Como muitos dos comunistas, sempre fui apaixonado pela história. Fosse ela como fosse, de qualquer texto histórico buscava leitura. Tanto o fiz que até numa faculdade de História entrei. É, mas não acabei. Talvez decepcionado com colegas e professores discutindo horóscopo e dizendo que o a luta de classes, e as classes (sic), haviam acabado. Mas isso era nos anos 1990, onde assistimos, impotentes, a dissolução do bloco dos países socialistas europeus, que tanto incomodavam a burguesia mundial somente por sua existência.

Pois desde guri li e ouvi sobre grandes artistas e escritores – sim, eu queria ser um daqueles que haviam se filiado ao partido depois da carreira embalada, especialmente no pós-grande guerra. Picasso, para ficar no exemplo que mais impactava, e depois até os existencialistas aderiram, agora apoiando Cuba no enfrentamento revolucionário. Lógico, quando chegasse na minha maioridade, eu tinha que ser do partido comunista, não poderia ser diferente – e não foi. Sou filiado desde meus primeiros meses com 18 anos.

Hoje, feito editor de livros e mexendo diariamente com a produção editorial, entendo quando os camaradas da China falam e insistem na luta pelo softpower, ou pela hegemonia no poder da cultura e do conhecimento. De minha parte, prefiro em português mesmo, da força da economia da cultura. E foi disso que o partido sempre atraiu: Jorge Amado, Graciliano Ramos, Portinari e mais tantos outros, que tentavam, ao seu jeito, fazer parte da luta pelo socialismo.
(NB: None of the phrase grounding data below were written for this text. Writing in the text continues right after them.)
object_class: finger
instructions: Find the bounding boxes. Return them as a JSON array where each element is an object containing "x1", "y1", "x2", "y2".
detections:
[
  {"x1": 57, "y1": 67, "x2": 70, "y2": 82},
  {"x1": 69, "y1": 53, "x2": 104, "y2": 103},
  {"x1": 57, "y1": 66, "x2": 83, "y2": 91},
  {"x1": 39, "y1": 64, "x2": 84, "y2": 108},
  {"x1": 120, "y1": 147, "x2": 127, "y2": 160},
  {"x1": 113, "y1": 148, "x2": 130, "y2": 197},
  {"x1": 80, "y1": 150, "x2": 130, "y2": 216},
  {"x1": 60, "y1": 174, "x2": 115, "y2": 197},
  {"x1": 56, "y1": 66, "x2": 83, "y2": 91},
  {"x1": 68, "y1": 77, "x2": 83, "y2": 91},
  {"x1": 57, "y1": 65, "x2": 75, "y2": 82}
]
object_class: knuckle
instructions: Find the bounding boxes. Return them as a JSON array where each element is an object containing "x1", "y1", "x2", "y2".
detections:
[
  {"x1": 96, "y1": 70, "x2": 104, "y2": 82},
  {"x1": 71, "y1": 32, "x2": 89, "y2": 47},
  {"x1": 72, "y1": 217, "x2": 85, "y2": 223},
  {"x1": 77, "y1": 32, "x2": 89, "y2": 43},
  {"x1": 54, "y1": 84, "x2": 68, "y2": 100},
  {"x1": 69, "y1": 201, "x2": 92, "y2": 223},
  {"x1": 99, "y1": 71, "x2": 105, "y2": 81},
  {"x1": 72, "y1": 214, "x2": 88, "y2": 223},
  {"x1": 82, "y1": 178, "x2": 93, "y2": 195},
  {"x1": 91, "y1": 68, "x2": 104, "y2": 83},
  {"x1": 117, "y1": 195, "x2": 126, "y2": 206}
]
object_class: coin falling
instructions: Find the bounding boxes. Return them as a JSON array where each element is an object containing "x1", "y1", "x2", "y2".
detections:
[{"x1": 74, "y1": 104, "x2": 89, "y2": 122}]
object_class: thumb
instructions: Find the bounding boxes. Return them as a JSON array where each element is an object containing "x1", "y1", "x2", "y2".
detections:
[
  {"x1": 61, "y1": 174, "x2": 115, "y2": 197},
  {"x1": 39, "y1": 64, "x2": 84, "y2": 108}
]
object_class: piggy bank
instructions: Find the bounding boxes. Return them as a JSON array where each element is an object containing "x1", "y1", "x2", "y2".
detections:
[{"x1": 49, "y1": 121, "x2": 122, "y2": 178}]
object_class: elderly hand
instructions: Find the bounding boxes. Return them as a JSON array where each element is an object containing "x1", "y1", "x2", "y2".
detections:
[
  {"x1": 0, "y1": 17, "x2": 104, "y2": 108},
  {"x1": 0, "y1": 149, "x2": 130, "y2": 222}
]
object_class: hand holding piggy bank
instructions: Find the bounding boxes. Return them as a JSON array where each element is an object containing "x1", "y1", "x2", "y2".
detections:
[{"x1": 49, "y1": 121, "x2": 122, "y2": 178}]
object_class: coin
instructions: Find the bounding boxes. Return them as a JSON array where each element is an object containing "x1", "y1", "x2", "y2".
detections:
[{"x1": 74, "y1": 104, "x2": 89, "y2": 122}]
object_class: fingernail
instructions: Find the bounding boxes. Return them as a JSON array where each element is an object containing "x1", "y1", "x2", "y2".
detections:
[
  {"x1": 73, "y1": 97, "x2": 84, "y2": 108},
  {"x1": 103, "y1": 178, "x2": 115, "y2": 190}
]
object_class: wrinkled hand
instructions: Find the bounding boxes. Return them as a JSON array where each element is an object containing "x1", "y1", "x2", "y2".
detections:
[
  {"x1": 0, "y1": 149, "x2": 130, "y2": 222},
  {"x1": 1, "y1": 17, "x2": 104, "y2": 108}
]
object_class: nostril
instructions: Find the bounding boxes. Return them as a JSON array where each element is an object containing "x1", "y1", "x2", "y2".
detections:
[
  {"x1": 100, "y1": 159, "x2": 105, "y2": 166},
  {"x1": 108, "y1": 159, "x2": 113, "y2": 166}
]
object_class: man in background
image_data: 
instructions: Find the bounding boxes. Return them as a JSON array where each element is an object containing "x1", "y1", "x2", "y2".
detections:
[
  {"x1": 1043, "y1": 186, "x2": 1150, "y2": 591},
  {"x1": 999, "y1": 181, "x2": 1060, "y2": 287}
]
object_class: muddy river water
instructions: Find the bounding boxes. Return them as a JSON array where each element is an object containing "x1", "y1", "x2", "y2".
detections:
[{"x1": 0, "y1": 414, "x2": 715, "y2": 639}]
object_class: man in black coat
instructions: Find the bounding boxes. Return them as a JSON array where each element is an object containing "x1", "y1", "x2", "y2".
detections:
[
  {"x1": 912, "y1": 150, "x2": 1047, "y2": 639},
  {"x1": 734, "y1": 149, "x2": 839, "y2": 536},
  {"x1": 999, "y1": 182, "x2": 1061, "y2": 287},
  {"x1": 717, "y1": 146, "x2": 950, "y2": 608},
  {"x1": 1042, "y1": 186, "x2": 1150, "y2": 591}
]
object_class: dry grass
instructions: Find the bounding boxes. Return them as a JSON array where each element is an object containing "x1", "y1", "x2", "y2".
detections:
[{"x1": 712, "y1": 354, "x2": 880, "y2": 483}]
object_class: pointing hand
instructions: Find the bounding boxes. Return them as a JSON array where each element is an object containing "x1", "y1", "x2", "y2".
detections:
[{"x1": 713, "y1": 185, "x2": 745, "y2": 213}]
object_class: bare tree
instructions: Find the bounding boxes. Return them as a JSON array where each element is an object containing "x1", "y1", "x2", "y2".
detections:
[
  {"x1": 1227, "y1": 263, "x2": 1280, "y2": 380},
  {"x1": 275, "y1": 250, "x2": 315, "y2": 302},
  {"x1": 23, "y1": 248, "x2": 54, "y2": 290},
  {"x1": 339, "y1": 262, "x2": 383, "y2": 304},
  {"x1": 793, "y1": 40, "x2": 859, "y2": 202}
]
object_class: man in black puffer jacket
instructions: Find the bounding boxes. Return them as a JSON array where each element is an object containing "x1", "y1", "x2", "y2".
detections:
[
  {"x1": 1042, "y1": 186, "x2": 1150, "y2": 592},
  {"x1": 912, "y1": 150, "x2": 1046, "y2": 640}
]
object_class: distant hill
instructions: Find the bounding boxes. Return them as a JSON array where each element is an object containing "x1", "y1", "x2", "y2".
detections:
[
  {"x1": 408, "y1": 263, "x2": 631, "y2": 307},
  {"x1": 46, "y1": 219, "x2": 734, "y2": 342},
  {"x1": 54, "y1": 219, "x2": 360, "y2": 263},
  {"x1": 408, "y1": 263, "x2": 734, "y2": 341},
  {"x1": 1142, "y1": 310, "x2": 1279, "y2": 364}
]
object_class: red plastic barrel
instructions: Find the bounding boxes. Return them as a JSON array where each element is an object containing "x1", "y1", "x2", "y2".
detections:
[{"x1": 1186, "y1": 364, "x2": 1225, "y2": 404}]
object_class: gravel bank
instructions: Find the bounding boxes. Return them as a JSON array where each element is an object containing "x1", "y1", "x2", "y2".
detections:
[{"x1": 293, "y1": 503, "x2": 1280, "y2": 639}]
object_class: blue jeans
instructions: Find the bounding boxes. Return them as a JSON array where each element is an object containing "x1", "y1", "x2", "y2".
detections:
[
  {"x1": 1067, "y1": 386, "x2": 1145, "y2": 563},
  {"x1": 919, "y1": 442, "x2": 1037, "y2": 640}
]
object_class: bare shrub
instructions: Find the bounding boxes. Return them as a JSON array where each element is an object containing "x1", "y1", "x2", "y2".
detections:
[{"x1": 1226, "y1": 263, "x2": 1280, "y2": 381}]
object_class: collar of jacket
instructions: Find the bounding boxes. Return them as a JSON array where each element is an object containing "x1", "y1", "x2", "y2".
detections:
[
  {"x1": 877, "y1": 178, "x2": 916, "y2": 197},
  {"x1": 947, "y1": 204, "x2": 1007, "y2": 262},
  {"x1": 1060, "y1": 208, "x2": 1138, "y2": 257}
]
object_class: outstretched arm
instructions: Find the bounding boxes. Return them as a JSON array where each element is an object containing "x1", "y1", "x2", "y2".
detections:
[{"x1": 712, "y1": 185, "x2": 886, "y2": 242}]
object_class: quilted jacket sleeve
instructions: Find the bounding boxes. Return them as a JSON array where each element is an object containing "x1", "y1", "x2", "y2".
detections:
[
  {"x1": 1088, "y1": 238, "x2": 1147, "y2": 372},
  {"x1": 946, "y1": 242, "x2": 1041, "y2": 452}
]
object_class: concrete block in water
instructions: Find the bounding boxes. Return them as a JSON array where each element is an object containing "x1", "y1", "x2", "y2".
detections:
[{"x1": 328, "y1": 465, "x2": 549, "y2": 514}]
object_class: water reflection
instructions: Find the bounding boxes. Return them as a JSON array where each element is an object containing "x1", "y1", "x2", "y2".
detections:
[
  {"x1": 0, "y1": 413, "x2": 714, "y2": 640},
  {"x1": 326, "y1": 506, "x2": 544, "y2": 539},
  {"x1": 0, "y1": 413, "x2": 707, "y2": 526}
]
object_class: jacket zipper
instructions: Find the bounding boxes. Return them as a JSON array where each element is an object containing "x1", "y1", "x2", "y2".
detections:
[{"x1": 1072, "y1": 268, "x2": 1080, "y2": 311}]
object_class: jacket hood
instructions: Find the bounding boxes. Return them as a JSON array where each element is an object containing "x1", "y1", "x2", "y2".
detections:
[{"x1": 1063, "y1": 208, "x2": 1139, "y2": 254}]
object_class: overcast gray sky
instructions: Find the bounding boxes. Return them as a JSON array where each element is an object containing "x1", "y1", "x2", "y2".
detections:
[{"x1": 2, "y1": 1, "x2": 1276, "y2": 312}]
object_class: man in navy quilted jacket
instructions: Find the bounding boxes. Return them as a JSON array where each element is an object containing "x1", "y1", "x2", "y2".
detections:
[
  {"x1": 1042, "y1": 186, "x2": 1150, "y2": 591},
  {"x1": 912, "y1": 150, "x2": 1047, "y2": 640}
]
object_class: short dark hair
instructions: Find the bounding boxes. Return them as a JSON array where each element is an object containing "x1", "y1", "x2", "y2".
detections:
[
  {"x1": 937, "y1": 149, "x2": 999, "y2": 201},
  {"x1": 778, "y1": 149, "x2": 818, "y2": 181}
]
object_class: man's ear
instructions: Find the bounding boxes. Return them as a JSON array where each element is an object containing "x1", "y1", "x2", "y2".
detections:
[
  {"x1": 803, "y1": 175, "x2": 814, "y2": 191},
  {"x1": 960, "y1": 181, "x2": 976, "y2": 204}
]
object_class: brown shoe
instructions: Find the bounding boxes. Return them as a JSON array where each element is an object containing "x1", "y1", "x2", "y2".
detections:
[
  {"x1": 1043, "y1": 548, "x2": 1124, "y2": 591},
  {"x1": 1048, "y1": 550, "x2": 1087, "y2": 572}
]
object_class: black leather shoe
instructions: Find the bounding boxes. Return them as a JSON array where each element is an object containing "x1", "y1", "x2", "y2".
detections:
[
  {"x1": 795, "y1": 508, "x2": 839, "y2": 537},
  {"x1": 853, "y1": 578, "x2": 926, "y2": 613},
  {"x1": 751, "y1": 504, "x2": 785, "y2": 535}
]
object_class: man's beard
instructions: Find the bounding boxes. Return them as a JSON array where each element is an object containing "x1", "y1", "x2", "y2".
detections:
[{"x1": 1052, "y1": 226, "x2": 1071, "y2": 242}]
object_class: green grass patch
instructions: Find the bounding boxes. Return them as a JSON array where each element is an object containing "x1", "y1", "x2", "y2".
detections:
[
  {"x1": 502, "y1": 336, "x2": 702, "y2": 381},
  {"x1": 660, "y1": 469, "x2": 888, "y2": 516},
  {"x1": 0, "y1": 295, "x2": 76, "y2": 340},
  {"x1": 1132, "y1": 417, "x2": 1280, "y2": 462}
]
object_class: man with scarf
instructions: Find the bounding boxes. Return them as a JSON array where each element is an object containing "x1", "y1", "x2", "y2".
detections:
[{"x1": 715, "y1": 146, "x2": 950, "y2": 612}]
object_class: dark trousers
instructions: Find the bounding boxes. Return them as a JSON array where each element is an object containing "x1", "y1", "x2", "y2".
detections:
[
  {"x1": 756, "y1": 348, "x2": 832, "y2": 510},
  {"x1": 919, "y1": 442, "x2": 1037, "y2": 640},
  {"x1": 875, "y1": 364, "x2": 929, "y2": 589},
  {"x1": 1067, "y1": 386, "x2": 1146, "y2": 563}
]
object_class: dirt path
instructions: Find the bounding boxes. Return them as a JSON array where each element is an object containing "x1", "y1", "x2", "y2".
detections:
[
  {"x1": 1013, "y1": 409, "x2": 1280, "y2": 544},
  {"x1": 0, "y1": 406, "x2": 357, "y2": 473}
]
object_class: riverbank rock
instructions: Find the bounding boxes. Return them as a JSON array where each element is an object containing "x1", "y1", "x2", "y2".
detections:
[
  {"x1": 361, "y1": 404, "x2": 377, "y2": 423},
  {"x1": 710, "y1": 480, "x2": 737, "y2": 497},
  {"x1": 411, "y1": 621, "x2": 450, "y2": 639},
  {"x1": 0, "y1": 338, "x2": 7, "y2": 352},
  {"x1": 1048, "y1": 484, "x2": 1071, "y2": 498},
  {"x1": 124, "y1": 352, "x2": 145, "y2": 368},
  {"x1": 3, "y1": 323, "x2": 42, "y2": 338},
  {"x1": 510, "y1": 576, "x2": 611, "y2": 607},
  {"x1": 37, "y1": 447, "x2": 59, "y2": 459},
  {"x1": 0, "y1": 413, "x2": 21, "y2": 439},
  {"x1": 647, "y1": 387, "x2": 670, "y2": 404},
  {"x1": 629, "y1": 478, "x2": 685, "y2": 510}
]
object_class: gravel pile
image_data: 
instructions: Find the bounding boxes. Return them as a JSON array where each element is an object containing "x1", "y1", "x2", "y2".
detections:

Afinal, para eles, não havia outra alternativa, mesmo que muitos soubessem dos percalços soviéticos.

No entanto, o Brasil dos 2020 é um cenário curioso, e nos perguntamos: seria necessária outra guerra tão cruel com uma vitória penosa das forças progressistas – gente, só do lado soviético, na 2ª Grande Guerra, foram 20 milhões de mortos (os americanos perderam pouco mais de 300 mil) – para recuperarmos aquela mesma adesão massiva que o partido no mundo inteiro teve? E teríamos, no Brasil, no centenário PCdoB novamente uma adesão massiva, visto o clima de guerra mundial que paira? Pois um Trump e um Netanyahu são o desenho de bombas atômicas.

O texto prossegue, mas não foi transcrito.